Óbvio que, se o assunto era sério, eu estaria presente — e se não fosse sério também.

Entraram depressa e, sentadas ao sofá da sala, elas se encaravam, ansiosas.

— Viemos morar aqui para ficarmos seguras, vocês sabem, né?

— É óbvio, Celina — retrucou Rúbia.

— Mas... vocês também sabem que um dia teremos que ir embora, não é?

— Por quê? Aqui é perfeito, tem tudo que nós precisamos... — disse Olga, sobressaltada.

— Eu sei, corujinha, eu sei, mas não podemos nos esconder aqui para sempre. Mais cedo ou mais tarde, teremos que confrontar quem quer que esteja nos seguindo.

— Então nós estamos aqui meio que de férias? — falou Rúbia.

— Não necessariamente. Aqui estaremos bem e seguras, então poderemos treinar nossos poderes com mais liberdade do que no orfanato. Quanto mais treinarmos, mais fortes ficaremos.

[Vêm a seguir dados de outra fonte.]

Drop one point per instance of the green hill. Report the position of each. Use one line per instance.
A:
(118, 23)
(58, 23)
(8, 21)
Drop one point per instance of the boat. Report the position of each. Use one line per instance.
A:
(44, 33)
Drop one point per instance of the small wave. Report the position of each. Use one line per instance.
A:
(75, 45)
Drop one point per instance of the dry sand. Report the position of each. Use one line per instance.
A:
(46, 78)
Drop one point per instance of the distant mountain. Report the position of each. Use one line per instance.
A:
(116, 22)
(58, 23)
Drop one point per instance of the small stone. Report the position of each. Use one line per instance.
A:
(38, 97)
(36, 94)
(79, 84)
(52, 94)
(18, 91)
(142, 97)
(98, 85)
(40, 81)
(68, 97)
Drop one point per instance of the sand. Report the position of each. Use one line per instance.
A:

— Então temos que ficar mais fortes para derrotar os malvados?

— Isso mesmo, Ol.

— Não sei se essa ideia me anima... quer dizer, aqui tem tudo. Por que não podemos ficar com tudo, inclusive a paz?

— Porque, Rúbia, não queremos viver como fugitivas de um crime que nós nem sabemos se cometemos. Qual é, garotas, vocês não querem saber o que esses monstros querem de nós?

— Sugar nossa felicidade? — sugeriu Olga.

— Roubar nossos poderes? — disse Rúbia.

Teorias boas. Eu também acrescentaria o "roubar meu néctar".

— São boas teorias, mas não passam disso: teorias. Precisamos pesquisar e enfrentar essas criaturas para saber a verdade — disse Celina.

— Tá bom, mamãe. Agora podemos conhecer nossos quartos? Eu quero ver como meus desenhos se materializaram — falou Rúbia, levantando-se e correndo escada acima.

— Você fez um quarto para cada uma? — percebeu Celina, analisando cada detalhe do ambiente, deslumbrada, conforme subia as escadas.

— Fiz, sim.

— Então eu vou ter que dormir sozinha? Mas eu não quero dormir sozinha...

— Ah, não se preocupa, Ol. Estaremos bem ao seu lado — falou Rúbia, assistindo ao olhar de alívio de sua irmã.